2022 the prologue for VRPs, 2023 the climax.
This year, the potential of variable recurring payments (VRPs) will become apparent. They essentially have the potential to replace "card on file" and direct debits.
The story of VRPs is illustrative, as merchants are yet to embrace this "Holy Grail." They need solid business reasons to adopt. Crucially, these already exist but are not necessarily well-known: real-time settlements, lower costs, and the elimination of card fraud, plus reduced customer churn and a lack of chargebacks.
While the biggest UK banks are building the infrastructure for VRP – initially between accounts in the same name – most banks are not ready for full implementation, and regulatory deadlines have been pushed back.
Also still pending is regulation to clarify consumer protection and liability. Think of it from banks' point-of-view: there are plenty of costs associated with VRP and – at this stage – no clear revenue streams. Instead, there is a risk VRPs will cannibalise other income, notably interchange fees.

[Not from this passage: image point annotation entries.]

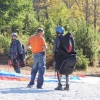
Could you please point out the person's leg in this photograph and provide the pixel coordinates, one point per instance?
(67, 82)
(33, 72)
(42, 67)
(59, 76)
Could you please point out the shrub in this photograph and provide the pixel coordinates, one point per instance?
(82, 61)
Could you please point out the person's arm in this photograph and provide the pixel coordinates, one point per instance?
(28, 47)
(44, 47)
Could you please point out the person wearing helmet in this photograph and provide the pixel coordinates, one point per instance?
(59, 32)
(15, 52)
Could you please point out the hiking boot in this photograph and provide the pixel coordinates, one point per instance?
(29, 86)
(67, 87)
(59, 87)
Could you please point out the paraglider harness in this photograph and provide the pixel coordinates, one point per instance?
(65, 55)
(16, 56)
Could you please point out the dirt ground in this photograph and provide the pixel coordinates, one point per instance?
(26, 70)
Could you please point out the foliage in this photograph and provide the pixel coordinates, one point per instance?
(19, 16)
(82, 61)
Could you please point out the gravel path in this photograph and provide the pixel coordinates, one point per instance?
(16, 90)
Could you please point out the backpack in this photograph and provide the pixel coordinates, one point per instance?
(66, 57)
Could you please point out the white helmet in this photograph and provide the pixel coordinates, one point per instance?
(14, 34)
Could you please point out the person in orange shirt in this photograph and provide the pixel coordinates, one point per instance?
(37, 45)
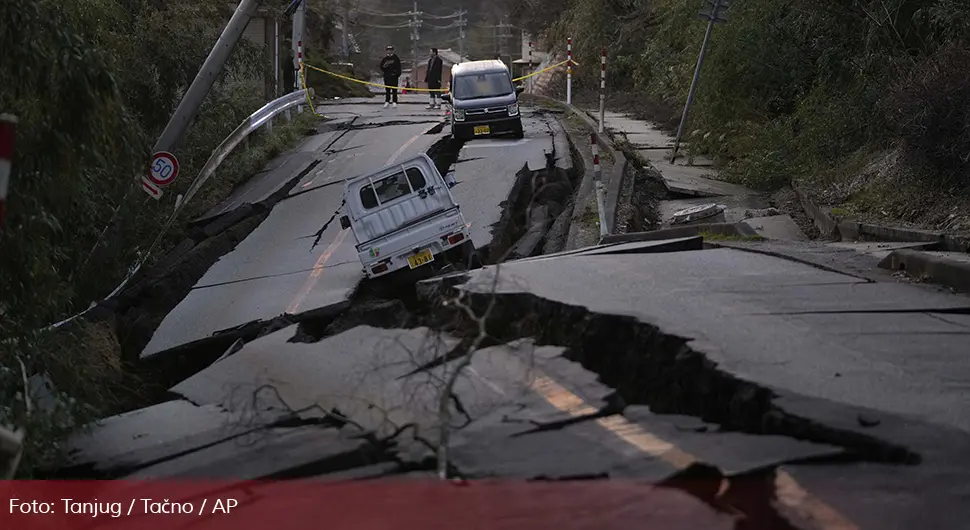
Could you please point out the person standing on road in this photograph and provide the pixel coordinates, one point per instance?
(289, 72)
(391, 68)
(433, 78)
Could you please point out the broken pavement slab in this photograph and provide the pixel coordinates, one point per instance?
(278, 453)
(946, 268)
(739, 307)
(880, 249)
(780, 227)
(357, 372)
(695, 181)
(736, 206)
(138, 438)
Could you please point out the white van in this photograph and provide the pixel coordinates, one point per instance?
(405, 216)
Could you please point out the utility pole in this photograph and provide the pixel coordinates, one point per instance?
(345, 24)
(715, 11)
(415, 24)
(299, 23)
(505, 33)
(461, 32)
(211, 68)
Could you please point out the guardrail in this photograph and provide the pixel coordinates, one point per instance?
(262, 117)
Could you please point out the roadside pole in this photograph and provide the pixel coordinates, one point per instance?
(300, 74)
(600, 189)
(299, 19)
(8, 129)
(715, 14)
(569, 71)
(603, 93)
(532, 78)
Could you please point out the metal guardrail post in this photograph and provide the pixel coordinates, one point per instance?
(261, 117)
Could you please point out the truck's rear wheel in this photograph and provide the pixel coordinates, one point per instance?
(470, 258)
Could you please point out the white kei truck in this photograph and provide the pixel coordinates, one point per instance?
(404, 216)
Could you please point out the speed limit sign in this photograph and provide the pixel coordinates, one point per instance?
(164, 168)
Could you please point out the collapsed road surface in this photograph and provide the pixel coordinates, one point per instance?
(774, 393)
(277, 269)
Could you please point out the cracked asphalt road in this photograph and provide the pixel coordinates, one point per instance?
(799, 397)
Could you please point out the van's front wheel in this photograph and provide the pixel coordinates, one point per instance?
(460, 133)
(469, 256)
(517, 129)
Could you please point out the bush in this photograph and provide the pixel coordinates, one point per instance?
(930, 109)
(93, 83)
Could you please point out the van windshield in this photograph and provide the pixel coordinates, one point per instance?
(484, 85)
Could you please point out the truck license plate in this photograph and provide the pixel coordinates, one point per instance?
(421, 258)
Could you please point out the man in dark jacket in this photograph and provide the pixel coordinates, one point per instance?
(289, 72)
(433, 78)
(391, 68)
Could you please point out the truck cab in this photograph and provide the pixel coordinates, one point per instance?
(404, 217)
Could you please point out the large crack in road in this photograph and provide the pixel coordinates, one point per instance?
(596, 383)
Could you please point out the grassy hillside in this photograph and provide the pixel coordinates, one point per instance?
(865, 103)
(93, 83)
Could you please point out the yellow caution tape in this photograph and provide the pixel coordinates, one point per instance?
(306, 90)
(379, 85)
(557, 65)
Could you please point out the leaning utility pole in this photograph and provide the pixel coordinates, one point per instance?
(505, 33)
(415, 24)
(714, 12)
(299, 23)
(211, 68)
(461, 32)
(345, 23)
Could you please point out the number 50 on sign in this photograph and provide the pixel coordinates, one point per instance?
(163, 169)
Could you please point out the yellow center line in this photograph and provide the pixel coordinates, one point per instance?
(789, 493)
(316, 273)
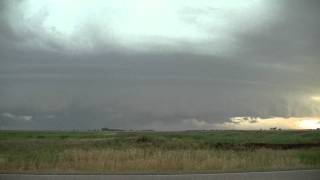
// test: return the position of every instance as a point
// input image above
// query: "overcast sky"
(159, 64)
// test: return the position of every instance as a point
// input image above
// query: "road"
(275, 175)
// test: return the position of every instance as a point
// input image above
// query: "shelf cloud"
(160, 64)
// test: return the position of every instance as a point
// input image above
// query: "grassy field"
(158, 151)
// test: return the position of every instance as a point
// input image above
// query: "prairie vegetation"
(158, 151)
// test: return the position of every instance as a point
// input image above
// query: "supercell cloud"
(160, 64)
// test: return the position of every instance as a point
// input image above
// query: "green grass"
(156, 151)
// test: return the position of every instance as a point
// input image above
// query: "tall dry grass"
(176, 160)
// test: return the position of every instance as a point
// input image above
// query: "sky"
(159, 64)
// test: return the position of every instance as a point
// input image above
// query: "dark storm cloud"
(266, 75)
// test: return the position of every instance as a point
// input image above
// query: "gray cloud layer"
(272, 71)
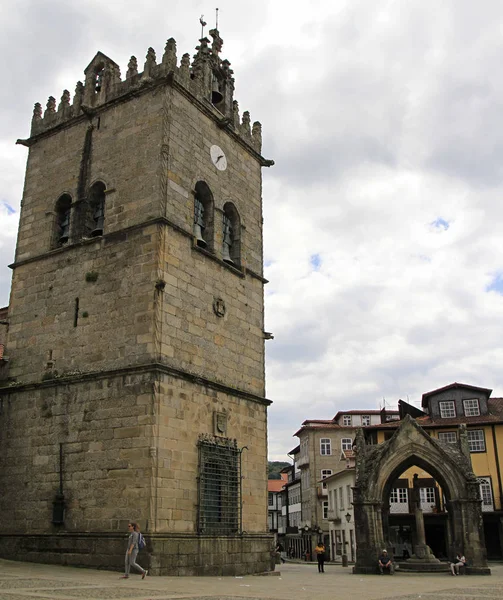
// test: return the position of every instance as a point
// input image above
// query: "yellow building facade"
(445, 409)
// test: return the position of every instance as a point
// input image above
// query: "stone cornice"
(154, 367)
(109, 237)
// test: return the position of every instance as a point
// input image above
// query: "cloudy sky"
(384, 212)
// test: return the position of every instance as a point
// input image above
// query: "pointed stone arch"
(377, 466)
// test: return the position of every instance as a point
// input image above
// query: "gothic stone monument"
(378, 466)
(135, 384)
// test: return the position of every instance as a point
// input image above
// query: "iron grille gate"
(219, 509)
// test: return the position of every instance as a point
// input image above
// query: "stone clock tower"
(132, 383)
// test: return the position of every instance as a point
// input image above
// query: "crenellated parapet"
(207, 77)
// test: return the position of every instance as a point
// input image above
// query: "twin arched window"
(89, 216)
(204, 225)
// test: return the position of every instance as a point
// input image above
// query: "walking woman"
(320, 555)
(132, 551)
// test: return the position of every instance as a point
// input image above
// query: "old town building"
(444, 411)
(322, 451)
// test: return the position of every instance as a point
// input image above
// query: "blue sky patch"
(315, 261)
(496, 284)
(440, 223)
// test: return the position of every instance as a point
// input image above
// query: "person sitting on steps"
(385, 562)
(459, 561)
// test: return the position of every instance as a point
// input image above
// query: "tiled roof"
(363, 412)
(276, 485)
(319, 425)
(453, 386)
(349, 453)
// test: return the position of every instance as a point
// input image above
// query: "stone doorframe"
(378, 466)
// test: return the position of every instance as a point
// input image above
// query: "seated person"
(459, 561)
(385, 562)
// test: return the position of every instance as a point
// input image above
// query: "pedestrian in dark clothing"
(385, 562)
(320, 555)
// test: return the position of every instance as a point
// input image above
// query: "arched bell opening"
(203, 216)
(61, 229)
(231, 235)
(96, 216)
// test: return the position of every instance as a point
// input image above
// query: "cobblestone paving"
(471, 593)
(24, 581)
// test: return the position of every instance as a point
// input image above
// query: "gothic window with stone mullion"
(203, 216)
(96, 212)
(231, 235)
(61, 233)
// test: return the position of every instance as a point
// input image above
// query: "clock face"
(218, 158)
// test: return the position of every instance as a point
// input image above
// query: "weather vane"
(203, 25)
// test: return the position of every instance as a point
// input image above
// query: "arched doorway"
(379, 466)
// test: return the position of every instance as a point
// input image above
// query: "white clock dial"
(218, 158)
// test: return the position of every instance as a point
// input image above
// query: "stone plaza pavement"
(22, 581)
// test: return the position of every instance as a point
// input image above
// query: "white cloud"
(383, 120)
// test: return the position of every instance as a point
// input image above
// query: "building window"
(324, 474)
(347, 443)
(427, 496)
(98, 78)
(450, 437)
(486, 493)
(96, 222)
(399, 496)
(203, 216)
(231, 244)
(447, 409)
(219, 489)
(471, 408)
(334, 500)
(476, 440)
(325, 447)
(62, 228)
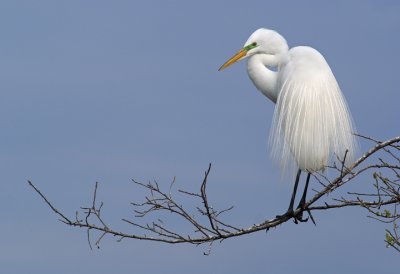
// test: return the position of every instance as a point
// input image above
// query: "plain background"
(108, 91)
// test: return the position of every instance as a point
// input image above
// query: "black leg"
(299, 216)
(290, 211)
(303, 198)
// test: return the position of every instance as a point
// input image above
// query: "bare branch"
(206, 221)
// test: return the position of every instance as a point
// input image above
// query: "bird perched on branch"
(311, 123)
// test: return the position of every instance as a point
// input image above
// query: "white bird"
(311, 123)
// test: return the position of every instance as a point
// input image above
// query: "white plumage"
(312, 123)
(311, 120)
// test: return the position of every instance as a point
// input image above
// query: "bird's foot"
(299, 216)
(296, 217)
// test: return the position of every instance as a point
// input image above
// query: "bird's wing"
(311, 120)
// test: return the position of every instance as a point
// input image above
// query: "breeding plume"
(311, 123)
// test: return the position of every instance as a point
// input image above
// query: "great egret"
(311, 122)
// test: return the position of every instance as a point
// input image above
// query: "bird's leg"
(290, 211)
(299, 216)
(303, 198)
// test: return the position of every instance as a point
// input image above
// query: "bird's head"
(262, 41)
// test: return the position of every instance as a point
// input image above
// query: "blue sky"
(113, 90)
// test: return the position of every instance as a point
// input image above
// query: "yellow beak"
(239, 55)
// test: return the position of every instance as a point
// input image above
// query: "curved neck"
(263, 78)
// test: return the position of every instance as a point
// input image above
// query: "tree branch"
(385, 192)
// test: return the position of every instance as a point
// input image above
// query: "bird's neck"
(264, 78)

Still, VRPs pave the path for one-click payments, providing banks a chance to create ways to monetise open banking. To make VRPs mainstream, more work is needed on the practical and financial implications.

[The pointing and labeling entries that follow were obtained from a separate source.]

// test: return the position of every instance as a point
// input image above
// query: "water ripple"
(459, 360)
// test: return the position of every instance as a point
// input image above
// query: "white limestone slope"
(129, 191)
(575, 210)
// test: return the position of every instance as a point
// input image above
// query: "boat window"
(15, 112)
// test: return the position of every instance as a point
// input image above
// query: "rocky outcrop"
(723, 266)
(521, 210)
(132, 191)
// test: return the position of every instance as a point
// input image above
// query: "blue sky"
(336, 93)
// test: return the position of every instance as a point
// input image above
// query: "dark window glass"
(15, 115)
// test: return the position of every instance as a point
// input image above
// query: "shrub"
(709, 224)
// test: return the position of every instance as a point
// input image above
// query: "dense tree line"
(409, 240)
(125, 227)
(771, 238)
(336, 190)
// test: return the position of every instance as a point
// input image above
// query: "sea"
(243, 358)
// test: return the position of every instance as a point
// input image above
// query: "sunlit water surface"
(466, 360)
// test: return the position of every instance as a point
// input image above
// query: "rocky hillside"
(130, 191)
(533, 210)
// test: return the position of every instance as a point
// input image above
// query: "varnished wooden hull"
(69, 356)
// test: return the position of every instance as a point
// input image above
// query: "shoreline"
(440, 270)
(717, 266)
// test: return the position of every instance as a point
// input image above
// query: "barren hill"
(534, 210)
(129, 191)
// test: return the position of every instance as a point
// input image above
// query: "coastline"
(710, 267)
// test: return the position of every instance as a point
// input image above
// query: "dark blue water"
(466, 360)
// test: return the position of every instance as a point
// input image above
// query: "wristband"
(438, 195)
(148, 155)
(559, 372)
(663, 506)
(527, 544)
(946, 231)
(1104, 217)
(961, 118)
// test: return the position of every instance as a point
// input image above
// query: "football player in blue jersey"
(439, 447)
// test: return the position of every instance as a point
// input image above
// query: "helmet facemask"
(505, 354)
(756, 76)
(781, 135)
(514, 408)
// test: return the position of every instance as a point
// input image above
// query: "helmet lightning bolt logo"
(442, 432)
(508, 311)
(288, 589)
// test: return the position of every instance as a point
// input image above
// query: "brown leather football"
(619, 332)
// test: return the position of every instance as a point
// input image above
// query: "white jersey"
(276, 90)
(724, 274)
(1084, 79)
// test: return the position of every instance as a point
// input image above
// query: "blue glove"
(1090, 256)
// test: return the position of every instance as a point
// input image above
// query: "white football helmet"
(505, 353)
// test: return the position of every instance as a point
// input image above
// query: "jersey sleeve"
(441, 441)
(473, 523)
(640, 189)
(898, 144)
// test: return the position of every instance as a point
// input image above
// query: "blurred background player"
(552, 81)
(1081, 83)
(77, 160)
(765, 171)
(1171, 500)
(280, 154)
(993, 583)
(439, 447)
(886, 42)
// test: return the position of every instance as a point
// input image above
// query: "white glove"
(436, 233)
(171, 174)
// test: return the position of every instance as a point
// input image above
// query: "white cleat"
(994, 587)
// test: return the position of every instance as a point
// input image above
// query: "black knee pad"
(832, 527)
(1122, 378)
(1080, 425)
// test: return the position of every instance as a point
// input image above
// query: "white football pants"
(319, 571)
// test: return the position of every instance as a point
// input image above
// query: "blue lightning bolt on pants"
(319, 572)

That is happening: working groups are tackling consumer protection; attractive price differentials are being created for merchants; and enhancements to user experience are in development.
In 2021, these benefits were tested in the world's first VRP Hackathon, where more than 100 participants experimented with VRP use cases. What's more, banks are developing premium APIs that mimic interchange and compensate for lost revenue streams.
We believe that 2023 will be the true "year of the VRP," with 2022 proving a fascinating prologue.
Going global: changing centres of gravity.
The UK has traditionally been the forerunner in open banking – but its dominance is about to be challenged.
It's reasonable to expect far more real-time payments across Europe in 2022 – most notably in Eastern Europe, set to be a prime link for pan-European connectivity. While local bank transfer schemes, such as BLIK, have been hugely successful over the past few years, most hyped EU open banking startups are only now reaching rollout readiness for Eastern Europe. The banking landscape is quite advanced and the payments space is already highly competitive.
Innovation will also come out of Latin America (LatAm), where alternative payment methods, such as wallet vouchers are already in use. LatAm boasts a younger age profile than developed markets but higher average incomes than south Asia. Meanwhile in Asia-Pacific countries are building a real-time payments corridor and progress is accelerating rapidly.
This geographic shift may prove one of the biggest changes of all in 2022. There is a trend away from the open standards that dominated the early years of open banking, toward more centrally governed networks. The world is becoming multipolar, with distributed systems that are harder to disrupt, and interbank clearing systems shifting to real-time.
Stricter standards, policies, and transparency to accelerate adoption.
Doing the basics well is more important than brandishing shiny promises of a brave new world.
A2A payments will continue to disrupt the payments landscape over the next 12 months. There will be a stronger bottom-up push from technical service providers (TSPs) and third-party payment service providers (TPPs), which will highlight when implementation goals and regulatory requirements are missed.
This transparency will give regulators better enforcement powers, especially among Payment Initiation Service Providers (PISPs). In turn, this will drive greater adoption among merchants and consumers, newly motivated by the security, visibility, and control inherent in A2A payments.
Ultimately, the winners in the open banking space will be those with innovative products, underpinned by smart GDPR implementations – spurred on by open banking's geographical spread. 2022 has the potential to deliver all this.